- Wednesday's Fed meeting yielded no new surprises—it kept rates steady and acknowledged the US is headed back toward growth mode.
- The global economic picture is improving overall—but an area to watch is Japan, where a different political party is taking the helm.
- The DPJ decided to postpone a portion of the economic stimulus package approved during the last administration, citing wasteful spending.
- Choosing fiscal conservatism over stimulative spending may hinder Japan's economic recovery compared to other countries.
The Fed concluded its Federal Open Market Committee (FOMC) meeting Wednesday and released an unsurprising statement hinted at for days: It will hold steady on rates, and though risks remain, the US is headed back toward growth mode. Beyond the US, overall, the global economic picture continues improving too, led by fast growing emerging markets, particularly China.

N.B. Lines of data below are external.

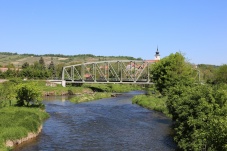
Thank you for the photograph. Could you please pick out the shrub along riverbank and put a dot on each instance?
(17, 122)
(20, 104)
(152, 102)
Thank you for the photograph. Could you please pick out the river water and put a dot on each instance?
(112, 124)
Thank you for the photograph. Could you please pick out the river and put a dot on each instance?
(102, 125)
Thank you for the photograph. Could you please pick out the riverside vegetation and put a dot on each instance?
(199, 110)
(22, 111)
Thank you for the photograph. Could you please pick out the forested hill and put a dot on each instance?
(7, 58)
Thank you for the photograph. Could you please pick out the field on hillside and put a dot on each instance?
(19, 59)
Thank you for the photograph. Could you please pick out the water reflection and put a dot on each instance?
(107, 124)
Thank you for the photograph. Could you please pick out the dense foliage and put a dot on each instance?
(200, 114)
(199, 110)
(17, 122)
(28, 94)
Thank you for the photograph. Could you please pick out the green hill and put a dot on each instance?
(18, 60)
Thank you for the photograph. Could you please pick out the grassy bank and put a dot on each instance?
(153, 102)
(17, 122)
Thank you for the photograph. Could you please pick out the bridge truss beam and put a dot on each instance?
(117, 71)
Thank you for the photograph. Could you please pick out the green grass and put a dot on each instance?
(17, 122)
(152, 102)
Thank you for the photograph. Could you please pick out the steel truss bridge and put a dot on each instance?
(117, 71)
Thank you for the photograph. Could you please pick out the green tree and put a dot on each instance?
(28, 93)
(42, 63)
(52, 69)
(25, 65)
(200, 115)
(170, 71)
(221, 74)
(7, 93)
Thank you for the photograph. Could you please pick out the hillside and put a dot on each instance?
(18, 60)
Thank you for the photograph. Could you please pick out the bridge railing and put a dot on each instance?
(117, 71)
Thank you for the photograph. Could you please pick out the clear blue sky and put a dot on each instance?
(197, 28)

Individually, however, single countries may continue to experience the occasional pothole—some self-inflicted. For example, the political winds recently shifted in Japan, with the Liberal Democratic Party (LDP) ceding power for the first time in over 50 years (excepting a brief interruption in the 1990s). For the last year or so, the world has been largely, if not officially, coordinated in its monetary and fiscal stimulus efforts. Yet the incoming Democratic Party of Japan seems set to take a sharp U-turn on Japan's current economic stimulus policy.
Why now? The DPJ cited "wasteful" government spending and, perhaps further buoyed by the Bank of Japan's positive outlook, decided to postpone $54 billion of the $165 billion economic stimulus package approved during former Prime Minister Taro Aso's political reign. But what stimulus package couldn't be accused of having some (or a lot of) "wasteful" spending? Fiscal stimulus spending is typically inherently sloppy, imprecise, and often ill-spent on the first go. But every dollar spent by a government usually gets re-spent multiple times, increasing velocity and eventually helping the economy overall. In our view, private firms and citizens are infinitely wiser spenders than any government, but on average, the later, smarter spends largely outweigh the less optimal first government spend.
Further, yanking stimulus now might slow or even derail Japan's nascent recovery. The DPJ choosing fiscal conservatism over stimulative spending may worry investors. In fact, since March's global stock market bottom, Topix, the Tokyo Stock Exchange index, boomed—up 45.5% through August. But since Japanese elections were held August 30th, the Topix is down 0.6, while world stocks have continued higher (+4.3%).*
Japan's planned departure from the loosely coordinated, global stimulus efforts may not be ideal for Japan, but that's never hindered global stocks before. Though Japan is the world's 2nd largest single economy, it's just 7% of the total. Japan's economy and stock market have experienced fits and starts for nearly two decades, but that hasn't inhibited global stocks one bit—and likely won't in the future.